Das Spiel war noch nicht zu Ende, Toni Kroos (34) aber schüttelte den Kopf, als wolle er sagen: Nein, das darf nicht wahr sein. 119. Minute, Mikel Merino hatte für Spanien gerade das 2:1 erzielt, und der erfolgreichste deutsche Fußballer schien zu ahnen: Da geht nichts mehr. Er selbst war am Ende seiner Kräfte, geplagt von Krämpfen. Der Traum vom einzigen Pokal, der dem „Henkelgott“ noch fehlte – er verflüchtigte sich.

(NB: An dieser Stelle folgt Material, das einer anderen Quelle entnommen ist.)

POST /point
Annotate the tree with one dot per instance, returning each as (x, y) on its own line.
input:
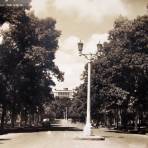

Nach dem Schlusspfiff seiner Weltkarriere lief Kroos ein wenig orientierungslos über den Rasen, ging dann jedoch zu den Schiedsrichtern, um abzuklatschen, ein letztes Mal. Dann rief der Stadionsprecher auch schon in sein Mikrofon, wohl wissend, wer einer besonderen Würdigung an diesem Abend bedurfte: „Auch wenn es nicht im Protokoll steht, euer Applaus für Toniii…“ – es folgte ein donnerndes: „Kroooos!“
„Wir hätten ihm gerne einen noch schöneren Abschied beschert“, sagte Bundestrainer Julian Nagelsmann, der den Weltmeister von 2014 erst zurückgeholt hatte, und betonte: „Er ist ein super Typ, hat eine außergewöhnliche Karriere gemacht, er ist Vorbild für viele Spieler.“ Und Kroos? „Ich bin froh“, sagte er, „dass ich dabei helfen konnte, dass Fußball-Deutschland wieder etwas besser geworden ist. Aber heute sind wir extrem traurig. Wir hatten ein großes Ziel, dieser Traum ist jetzt geplatzt.“
Wäre es nach Kroos gegangen, es wäre nicht das jähe Ende gewesen, und Joselu, sein bisheriger Mitspieler bei Real Madrid, hätte nicht recht behalten. „In den Ruhestand“, betonte der gebürtige Stuttgarter, wollten ihn die Spanier schicken. „Ich kann verstehen, dass das seine Idee ist“, antwortete Kroos darauf schmunzelnd. Das werde aber nicht passieren, „weil wir gewinnen“. Und nun passierte es doch.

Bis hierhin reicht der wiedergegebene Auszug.